Doch der von BellandVision, einem Systembetreiber des Dualen Systems Deutschland (DSD), neu beauftragte Entsorger, die RMG Rohstoffmanagement GmbH aus Hessen, ging nur unzureichend oder zum Teil auch gar nicht auf die Vorschläge der GAB ein.

Kreis Pinneberg: So lief der Verhandlungspoker um die Gelben Tonnen

Das geht aus dem Hintergrundgespräch hervor, das dem Autor des Abendblatts die Faktenlage erläuterte. „Wir haben immer versucht, eine Lösung zu finden, die für die Bürgerinnen und Bürger am charmantesten ist“, fasst GAB-Sprecher Julian Jenkel die eigene Unternehmensphilosophie in der Korrespondenz zusammen. Doch das war offensichtlich nicht möglich, weil RMG eher das eigene wirtschaftliche Interesse als die Sorgen der betroffenen Bürger im Kreis Pinneberg im Auge zu haben schien.

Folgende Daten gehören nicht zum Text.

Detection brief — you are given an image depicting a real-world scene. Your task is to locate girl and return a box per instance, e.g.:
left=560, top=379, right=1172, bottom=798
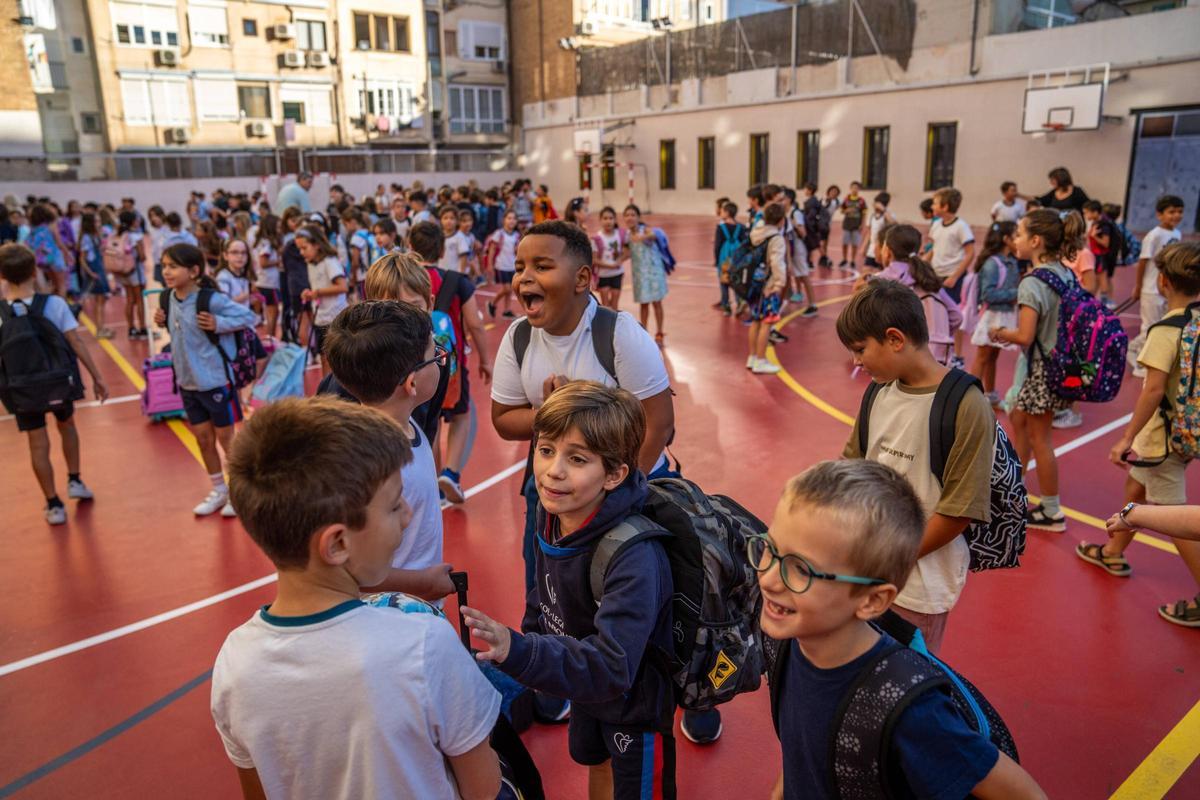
left=79, top=213, right=113, bottom=339
left=971, top=222, right=1021, bottom=405
left=154, top=245, right=254, bottom=517
left=295, top=223, right=347, bottom=377
left=624, top=204, right=667, bottom=347
left=859, top=224, right=962, bottom=366
left=991, top=209, right=1076, bottom=533
left=590, top=205, right=629, bottom=311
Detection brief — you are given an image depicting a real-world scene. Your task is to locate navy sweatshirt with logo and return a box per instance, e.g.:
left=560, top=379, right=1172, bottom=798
left=499, top=471, right=674, bottom=728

Wie dem Abendblatt im Rahmen des Hintergrundgesprächs glaubhaft dargelegt werden konnte, wäre vor allem das jetzige Chaos, dass zahlreiche Haushalte – in etwa die Hälfte aller Städte und Gemeinden des Kreises Pinneberg – wieder ihren Verpackungsmüll in gelbe Säcke packen müssen, weil RMG bislang nur einen Teil der 80.000 Haushalte mit neuen Tonnen ausgerüstet hat, vermeidbar gewesen.

GAB wollte verhindert, dass Bürger wieder gelbe Säcke benutzen müssen

So hatte die GAB der RMG angeboten, dass für eine Übergangszeit, in der noch nicht alle neuen Tonnen ausgeliefert und die alten der GAB noch nicht wieder eingezogen sind, beide Unternehmen ihre und die des anderen Entsorgers leeren sollten. Die GAB hätte also im Dezember noch alle Gelben Tonnen entleert, auch die von RMG, wo die Haushalte bereits zwei Tonnen stehen hatten. RMG sollte dies umgekehrt im Januar tun, um Luft zu haben, seine offensichtlich stockende Verteilung der neuen Tonnen in den Griff zu bekommen.

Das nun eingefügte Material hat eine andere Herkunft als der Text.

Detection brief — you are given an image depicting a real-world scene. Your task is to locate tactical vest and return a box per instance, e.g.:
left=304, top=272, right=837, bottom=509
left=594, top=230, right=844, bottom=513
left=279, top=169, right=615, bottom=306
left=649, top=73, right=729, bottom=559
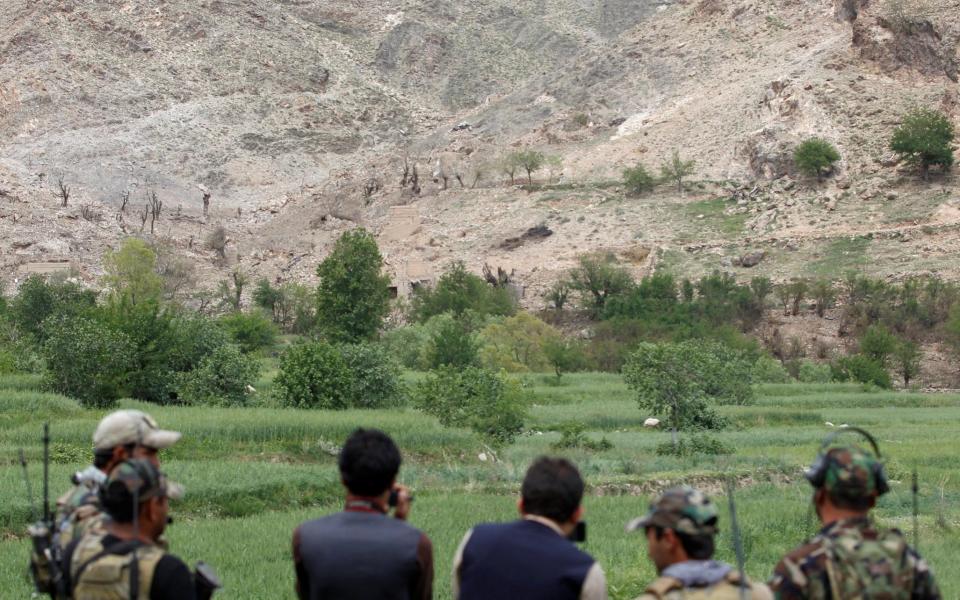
left=827, top=529, right=915, bottom=600
left=70, top=535, right=164, bottom=600
left=638, top=571, right=773, bottom=600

Dann hätten die betroffenen Bürgerinnen und Bürger nicht wieder – wie jetzt geschehen – auf gelbe Säcke umstellen müssen, die noch dazu in einigen Orten schwer zu bekommen oder bereits vergriffen sind.

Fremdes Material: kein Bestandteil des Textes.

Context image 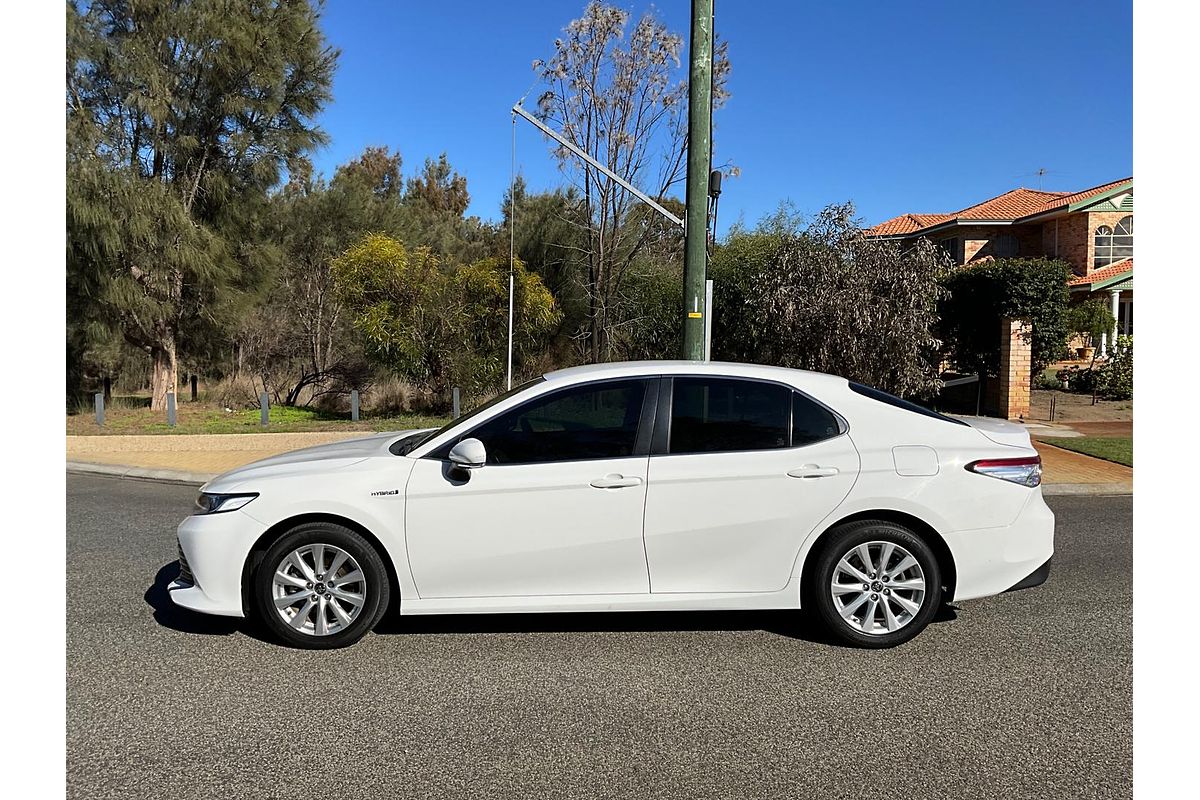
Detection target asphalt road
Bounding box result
[68,475,1133,800]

Kreis Pinneberg: RMG wollte offenbar nicht für beschädigte Tonnen aufkommen

Darauf ist RMG nur sehr unzureichend eingegangen, wie der Faktencheck ausweist. So wollte der Versorger vom Rhein die Gelben Tonnen der GAB im Januar nur nach Gutdünken leeren und auch nicht für beschädigte Tonnen aufkommen. Das hätte bedeutet, dass die GAB im Februar zahlreiche befüllte und nicht entleerte eigene Tonnen hätte einziehen müssen. Denn dort, wo bereits zwei Tonnen standen, seien oft auch beide mit Verpackungsmüll befüllt worden, hätten die GAB-Müllwerker bei ihren Touren und dem Mitte Dezember begonnenen Abtransport der Tonnen festgestellt, erklärt Jenkel.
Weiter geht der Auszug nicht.